A leading archbishop has hit out at international sanctions on Syria which are crippling the country and plunging those who survived the civil war into dire poverty.
In a message seen by Catholic charity Aid to the Church in Need (ACN), Maronite Archbishop Samir Nassar of Damascus said that the economic crisis in Syria had led to total chaos. He said: “Day and night, families have to stand in line in a number of interminable queues [to get food]. This chaotic scene has become the norm. This is the place where they learn patience, meet their new neighbours, control their anger, and pray their rosary in silence. But mainly it is a place to live out this calvary without complaining too much.”
According to Archbishop Nassar international sanctions are one of the main factors that have led to the current situation in Syria. He said: “Outside laws which penalise states and people who dare to send help to Syria, add to the unjust sanctions and multiply the shortages.”
A combination of factors, including international sanctions and financial meltdown of key trading partner Lebanon, have led to food prices rocketing in Syria.
Before fighting broke out in 2011 a 2kg loaf of bread cost around £S15 – today a 1kg loaf costs between £S100 and 500. In February 2020, the Syrian government introduced “smart cards” giving families access to rationed amounts of staple goods, including bread, rice and tea, at subsidised prices.
But to obtain these goods they have to wait in long lines, often for several hours. Archbishop Nassar said: “Syria sees its people leaving home very early in the morning so that they can get a place in the queue in front of the bakeries, the food stores, petrol stations, and bus stops.” He added: “To stay standing for a long time is tiring in itself, so some bring folding stools whilst others sit down on the ground… the handicapped and the elderly have the first place. Impatient military personnel rarely join the queue.”

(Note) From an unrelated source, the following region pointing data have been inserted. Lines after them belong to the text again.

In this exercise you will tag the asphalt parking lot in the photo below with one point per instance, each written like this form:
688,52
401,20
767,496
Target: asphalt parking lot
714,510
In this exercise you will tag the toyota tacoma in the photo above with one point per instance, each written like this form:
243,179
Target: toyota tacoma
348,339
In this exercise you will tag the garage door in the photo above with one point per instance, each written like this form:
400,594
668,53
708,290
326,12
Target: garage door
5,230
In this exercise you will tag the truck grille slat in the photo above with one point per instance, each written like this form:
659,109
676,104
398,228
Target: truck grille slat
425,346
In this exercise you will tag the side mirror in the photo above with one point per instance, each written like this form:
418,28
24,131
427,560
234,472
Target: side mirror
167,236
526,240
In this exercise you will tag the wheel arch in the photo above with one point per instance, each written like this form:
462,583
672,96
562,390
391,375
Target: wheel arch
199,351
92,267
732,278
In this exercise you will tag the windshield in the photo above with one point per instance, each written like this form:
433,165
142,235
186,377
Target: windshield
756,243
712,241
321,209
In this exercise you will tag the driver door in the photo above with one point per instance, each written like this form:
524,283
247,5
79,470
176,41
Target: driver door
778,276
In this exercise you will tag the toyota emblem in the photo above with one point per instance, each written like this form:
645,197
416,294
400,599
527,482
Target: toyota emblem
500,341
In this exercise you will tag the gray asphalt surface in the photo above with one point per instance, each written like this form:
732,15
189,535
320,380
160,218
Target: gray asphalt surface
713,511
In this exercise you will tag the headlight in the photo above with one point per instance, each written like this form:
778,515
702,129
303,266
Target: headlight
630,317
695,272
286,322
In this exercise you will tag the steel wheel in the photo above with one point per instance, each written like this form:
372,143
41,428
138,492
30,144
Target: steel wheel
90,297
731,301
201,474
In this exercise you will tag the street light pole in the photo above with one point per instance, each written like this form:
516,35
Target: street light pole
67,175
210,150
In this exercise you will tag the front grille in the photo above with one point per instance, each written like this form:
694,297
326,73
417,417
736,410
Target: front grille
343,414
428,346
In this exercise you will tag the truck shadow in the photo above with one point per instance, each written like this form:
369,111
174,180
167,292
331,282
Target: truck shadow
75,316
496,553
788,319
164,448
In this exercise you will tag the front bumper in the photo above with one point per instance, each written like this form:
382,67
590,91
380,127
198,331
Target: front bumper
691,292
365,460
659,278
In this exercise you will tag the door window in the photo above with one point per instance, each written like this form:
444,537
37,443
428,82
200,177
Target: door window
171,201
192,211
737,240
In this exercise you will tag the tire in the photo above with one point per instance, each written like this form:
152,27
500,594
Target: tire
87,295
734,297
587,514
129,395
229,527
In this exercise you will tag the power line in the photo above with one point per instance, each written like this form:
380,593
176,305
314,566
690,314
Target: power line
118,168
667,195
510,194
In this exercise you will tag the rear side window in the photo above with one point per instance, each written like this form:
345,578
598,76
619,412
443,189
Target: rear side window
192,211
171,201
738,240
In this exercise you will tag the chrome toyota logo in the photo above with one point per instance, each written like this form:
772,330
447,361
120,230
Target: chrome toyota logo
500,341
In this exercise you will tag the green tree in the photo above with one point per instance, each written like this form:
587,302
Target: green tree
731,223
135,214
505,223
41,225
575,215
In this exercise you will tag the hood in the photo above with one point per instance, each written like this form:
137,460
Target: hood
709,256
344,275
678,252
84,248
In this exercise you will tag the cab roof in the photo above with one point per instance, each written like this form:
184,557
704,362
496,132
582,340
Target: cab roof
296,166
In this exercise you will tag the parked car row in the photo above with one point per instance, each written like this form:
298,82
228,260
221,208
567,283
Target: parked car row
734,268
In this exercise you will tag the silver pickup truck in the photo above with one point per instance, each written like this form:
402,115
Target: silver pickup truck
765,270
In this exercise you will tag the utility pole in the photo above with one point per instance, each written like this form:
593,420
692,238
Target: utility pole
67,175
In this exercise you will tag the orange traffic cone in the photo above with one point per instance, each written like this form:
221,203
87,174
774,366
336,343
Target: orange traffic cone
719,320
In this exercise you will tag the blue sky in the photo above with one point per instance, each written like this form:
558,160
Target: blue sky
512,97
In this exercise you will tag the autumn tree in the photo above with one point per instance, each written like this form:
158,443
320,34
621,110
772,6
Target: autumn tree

According to Archbishop Nassar the international community has to take its share of responsibility for the current situation. He also explained that the current situation meant Syrians could not begin to move past the civil war, which the UN and Arab League Envoy to Syria estimated killed 400,000 people.
The Maronite archbishop’s comments echoed those made by Melkite Greek Catholic Archbishop Jean-Clément Jeanbart of Aleppo to ACN earlier this year. Archbishop Jeanbart said: “The sanctions have no result other than making people suffer and become poor and miserable. They will have no effect on the government and their policies, because the government is away from the effects of the sanctions.”
Since the conflict in Syria began, ACN has provided emergency aid for Syria, offering food baskets, milk and medicine as well as meeting basic living costs, including heating and lighting, prioritising the poorest, the sick and the elderly.
The charity is committed to helping Christians to stay in the country, amid reports of a sharp decline in the numbers of the faithful, many of whom have fled persecution as well as dire poverty.